Wednesday, January 10, 2007

LIFE A users manual: Georges Perec


The ultimate truth of jigsaw puzzles:

"Despite appearances, puzzling is not a solitary game: every move the puzzler makes, the puzzle maker has made before; every piece the puzzler picks up, and picks up again, and studies and strokes, every combination he tries, and tries a second time, every blunder and every insight, each hope and each discouragement have all been designed, calculated, and decided by the other."

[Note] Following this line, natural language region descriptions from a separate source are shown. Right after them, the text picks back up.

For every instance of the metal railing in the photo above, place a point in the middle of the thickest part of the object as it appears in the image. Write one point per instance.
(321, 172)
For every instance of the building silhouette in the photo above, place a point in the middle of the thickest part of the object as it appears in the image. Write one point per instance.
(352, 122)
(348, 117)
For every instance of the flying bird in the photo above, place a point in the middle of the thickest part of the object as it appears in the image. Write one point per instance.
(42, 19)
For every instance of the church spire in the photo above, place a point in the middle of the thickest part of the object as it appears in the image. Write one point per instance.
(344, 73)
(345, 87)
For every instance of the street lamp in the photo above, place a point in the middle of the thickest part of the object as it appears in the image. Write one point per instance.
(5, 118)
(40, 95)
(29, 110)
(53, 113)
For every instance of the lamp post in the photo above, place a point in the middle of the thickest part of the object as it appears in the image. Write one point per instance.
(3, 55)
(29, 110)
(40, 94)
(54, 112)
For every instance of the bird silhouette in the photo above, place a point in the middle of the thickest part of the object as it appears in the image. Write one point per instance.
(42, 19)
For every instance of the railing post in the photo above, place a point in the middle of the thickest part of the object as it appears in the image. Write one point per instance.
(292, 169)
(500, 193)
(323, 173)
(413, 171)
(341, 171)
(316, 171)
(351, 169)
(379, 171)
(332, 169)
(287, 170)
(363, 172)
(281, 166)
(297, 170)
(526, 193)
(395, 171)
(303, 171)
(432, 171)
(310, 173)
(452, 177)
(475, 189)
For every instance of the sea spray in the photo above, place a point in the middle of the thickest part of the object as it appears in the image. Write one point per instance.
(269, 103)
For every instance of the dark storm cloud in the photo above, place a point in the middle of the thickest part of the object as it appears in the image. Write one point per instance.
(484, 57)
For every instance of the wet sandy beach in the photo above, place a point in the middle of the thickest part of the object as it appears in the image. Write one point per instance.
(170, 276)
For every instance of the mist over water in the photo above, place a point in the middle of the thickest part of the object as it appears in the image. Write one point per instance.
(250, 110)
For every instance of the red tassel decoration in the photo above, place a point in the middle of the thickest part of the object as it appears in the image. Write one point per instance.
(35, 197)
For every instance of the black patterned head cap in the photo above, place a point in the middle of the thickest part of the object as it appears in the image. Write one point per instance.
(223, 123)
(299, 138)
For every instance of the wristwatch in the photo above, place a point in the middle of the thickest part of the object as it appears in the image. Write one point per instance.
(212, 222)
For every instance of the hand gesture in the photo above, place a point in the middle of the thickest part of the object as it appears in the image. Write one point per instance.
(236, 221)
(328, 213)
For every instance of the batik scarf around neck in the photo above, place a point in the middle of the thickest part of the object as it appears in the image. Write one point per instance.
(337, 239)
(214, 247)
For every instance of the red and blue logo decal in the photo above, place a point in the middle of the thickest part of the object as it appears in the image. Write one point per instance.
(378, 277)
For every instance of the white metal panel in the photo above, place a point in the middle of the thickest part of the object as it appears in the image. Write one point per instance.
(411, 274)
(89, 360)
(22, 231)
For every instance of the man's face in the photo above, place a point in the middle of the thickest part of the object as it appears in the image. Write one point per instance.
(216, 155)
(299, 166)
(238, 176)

A wonderful book and its made me cross. Such an amazing idea and although the idea is not a new one its still blows my mind! It uses the 'Knights Tour' which I did look at last year for my fairy tale project. I'm still at the moment looking into this as it is how I plan to write my interactive novel but more about that when I finish this MA. The Knight's Tour is a mathematical problem involving a knight on a chessboard. The knight is placed on the empty board and, moving according to the rules of chess, must visit each square exactly once. There are several billion solutions to the problem, of which about 122,000,000 have the knight finishing on a square from which it attacks the starting square. Such a tour is described as closed. Otherwise the tour is open Many variations on this topic have been studied by mathematicians, including Euler, over the centuries using:
  • differently sized boards
  • two-player games based on this idea
  • problems using slight variations on the way the knight moves.
The pattern made by a Knight's Tour has often been used as a literary constraint. The earliest instance of this is found in Rudrata's Kavyalankara written during the 9th century. (Wiki)
Obviously Alice through the looking glass is a fine example although I'm not sure if it would be under the rules of the knights tour. Alice is simply a chess game played out with narrative, I did recently recreate the game to see if it would work and it does. Another idea which I'm jelous of....And along the same lines as Alice, Italo Calvino The castle of crossed Destinies - My favourite of Calvinos (Apart from his short stories) Which is written using tarot cards. The narrator of the book is a traveler who arrives at an enchanted castle where all who enter are struck mute. After a silent dinner, the host spreads the Visconti-Sforza Tarot deck on the table and the guests lay out cards as a means of relating their adventures and telling their life stories. The Tavern of Crossed Destinies is Part 2 of this book. The device is the same - mute travelers who tell their stories with tarot cards, this time using the Tarot de Marseilles by Grimaud. Instead of laying their cards out in rows, they arrange them in irregular blocks with much overlap from one story to the next. As you can see there is scope for this to be made into an interactive narrative or at least use the idea of the cards - tarot or not tarot. Amazing.